Good points there C9, low voltage causes the motor to pull more amps. Result is more heat and then shortened life. Although I do concur with some of the responses that the Holley red pumps do not have the most stellar reliability record. I think the Carter P4070 is a good pump for most street applications, it is a vane style pump with internal byp*** regulator. I talked to a engineering person at Carter and it should have capacity to support about 500 hp. Not too many people running more than 500 hp on the street.
Dennis - Do you need a Holley fuel pump? Would you like to make a trade? Maybe some ink for a pump??? I've been wanting some new ink. Just say the word and it will be a done deal. - Terry
Does anyone have a Carter P4070 (or P4594, P4600HP or P4601HP) that they can measure for me ?? I would like to know the overall height and the diameter at the widest point. Thanks !

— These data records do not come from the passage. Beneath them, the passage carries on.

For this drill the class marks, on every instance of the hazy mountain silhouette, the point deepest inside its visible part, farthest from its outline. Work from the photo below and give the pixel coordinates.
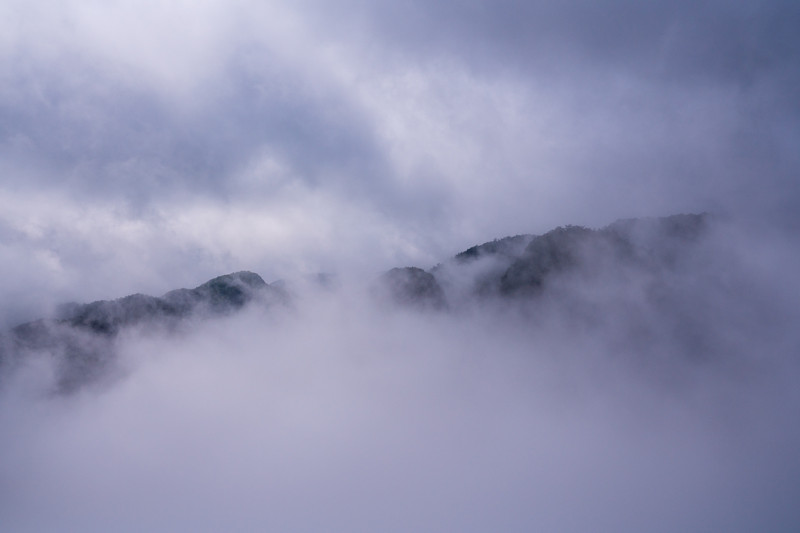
(80, 338)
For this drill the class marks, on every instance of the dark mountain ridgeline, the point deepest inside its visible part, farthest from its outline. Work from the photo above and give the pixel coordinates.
(80, 339)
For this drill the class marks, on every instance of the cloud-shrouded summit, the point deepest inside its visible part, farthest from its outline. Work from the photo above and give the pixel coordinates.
(637, 377)
(571, 373)
(141, 142)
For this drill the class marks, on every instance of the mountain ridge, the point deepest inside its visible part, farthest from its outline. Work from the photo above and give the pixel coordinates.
(81, 337)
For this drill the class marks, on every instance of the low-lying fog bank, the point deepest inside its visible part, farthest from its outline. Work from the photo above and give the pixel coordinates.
(613, 402)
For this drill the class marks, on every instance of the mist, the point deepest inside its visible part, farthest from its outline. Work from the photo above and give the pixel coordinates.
(147, 147)
(343, 411)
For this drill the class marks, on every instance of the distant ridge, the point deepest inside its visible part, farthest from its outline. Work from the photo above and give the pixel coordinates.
(81, 337)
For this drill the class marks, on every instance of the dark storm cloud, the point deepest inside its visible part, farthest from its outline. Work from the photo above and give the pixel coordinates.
(400, 131)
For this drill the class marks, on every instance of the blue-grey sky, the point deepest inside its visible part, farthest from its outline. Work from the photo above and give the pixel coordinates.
(149, 145)
(153, 144)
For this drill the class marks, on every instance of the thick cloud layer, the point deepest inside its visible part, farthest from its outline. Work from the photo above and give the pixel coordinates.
(341, 412)
(145, 146)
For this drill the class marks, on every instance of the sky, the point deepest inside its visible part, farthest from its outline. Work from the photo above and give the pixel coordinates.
(146, 146)
(151, 145)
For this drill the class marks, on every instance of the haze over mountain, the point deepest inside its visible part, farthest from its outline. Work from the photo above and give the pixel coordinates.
(637, 376)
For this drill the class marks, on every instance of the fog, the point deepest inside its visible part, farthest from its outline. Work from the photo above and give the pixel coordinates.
(149, 146)
(343, 412)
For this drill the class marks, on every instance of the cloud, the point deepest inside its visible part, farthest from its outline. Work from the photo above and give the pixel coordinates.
(149, 146)
(337, 414)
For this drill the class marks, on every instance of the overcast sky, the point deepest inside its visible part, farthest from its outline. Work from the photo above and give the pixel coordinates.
(149, 145)
(152, 145)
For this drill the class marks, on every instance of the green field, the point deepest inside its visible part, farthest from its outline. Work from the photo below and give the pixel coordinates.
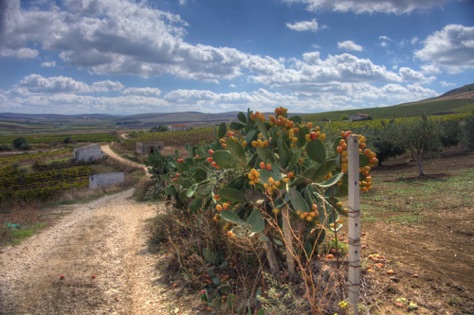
(429, 107)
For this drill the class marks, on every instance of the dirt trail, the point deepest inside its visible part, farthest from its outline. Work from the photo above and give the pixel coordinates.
(107, 150)
(106, 238)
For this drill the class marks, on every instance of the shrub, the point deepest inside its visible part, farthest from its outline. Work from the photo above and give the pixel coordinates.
(271, 187)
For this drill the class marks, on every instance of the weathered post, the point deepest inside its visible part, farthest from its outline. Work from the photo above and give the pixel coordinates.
(354, 222)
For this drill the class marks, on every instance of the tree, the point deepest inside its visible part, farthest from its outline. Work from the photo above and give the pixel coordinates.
(21, 144)
(468, 132)
(422, 137)
(451, 133)
(385, 141)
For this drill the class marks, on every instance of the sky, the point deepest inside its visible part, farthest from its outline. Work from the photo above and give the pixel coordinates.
(126, 57)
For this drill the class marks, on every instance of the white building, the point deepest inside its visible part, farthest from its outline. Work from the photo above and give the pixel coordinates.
(88, 153)
(105, 179)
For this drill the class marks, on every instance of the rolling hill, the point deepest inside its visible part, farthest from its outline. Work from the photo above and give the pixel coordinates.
(460, 100)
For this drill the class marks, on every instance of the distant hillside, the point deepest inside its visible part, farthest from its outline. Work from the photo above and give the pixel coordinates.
(460, 100)
(465, 91)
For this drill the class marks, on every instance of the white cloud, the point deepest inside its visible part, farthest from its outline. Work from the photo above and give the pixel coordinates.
(349, 45)
(452, 48)
(313, 69)
(64, 95)
(410, 75)
(117, 37)
(21, 53)
(304, 26)
(37, 84)
(48, 64)
(384, 41)
(106, 86)
(447, 84)
(369, 6)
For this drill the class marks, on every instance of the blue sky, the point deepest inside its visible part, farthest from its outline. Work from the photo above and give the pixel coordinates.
(126, 57)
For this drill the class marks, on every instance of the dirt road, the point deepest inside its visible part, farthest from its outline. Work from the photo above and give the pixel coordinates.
(101, 250)
(107, 150)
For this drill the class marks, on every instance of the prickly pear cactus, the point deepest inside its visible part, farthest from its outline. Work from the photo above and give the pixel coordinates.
(268, 174)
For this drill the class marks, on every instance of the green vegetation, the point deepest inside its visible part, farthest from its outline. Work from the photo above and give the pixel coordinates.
(436, 107)
(60, 138)
(16, 185)
(32, 157)
(268, 188)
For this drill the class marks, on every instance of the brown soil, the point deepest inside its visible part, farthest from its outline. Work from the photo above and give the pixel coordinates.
(433, 260)
(106, 238)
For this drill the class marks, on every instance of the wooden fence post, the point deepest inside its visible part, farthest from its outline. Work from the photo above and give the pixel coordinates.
(354, 222)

I hope this isn't too stupid but are you running the Carter P4070 electric pump and the mechical pump at the motor too or have you removed it? Sorry it's a little late.
I run dual AFB's om my Falcon and on my Bantam Altered and use Holley blue pumps with the Holley regulator and have had at least 5 years of good service out of both of them. I do have a spare in the trailer just to be on the safe side. These are drag cars only so they do not get driven for long periods on the road and that might be a big part of the long life I have had. Jon
In my '36 pickup i had a 327 with a pair of edelbrock 500's on an edelbrock tunnelram. I had the carter electric street pump, low pressure and didn't need a regulator and never had a lick of problem. Ran it for many years. That was for street diving and cruising, i wouldn't race with it. The guy i sold the truck to raced it and replaced the pump with a holley blue.
LOL 4 years ago and McPhail is still a Grenade Inspector! Woulda thought a moderator or Ryan would have fixed that by now. He should at least qualify as an Honerary Old Fart!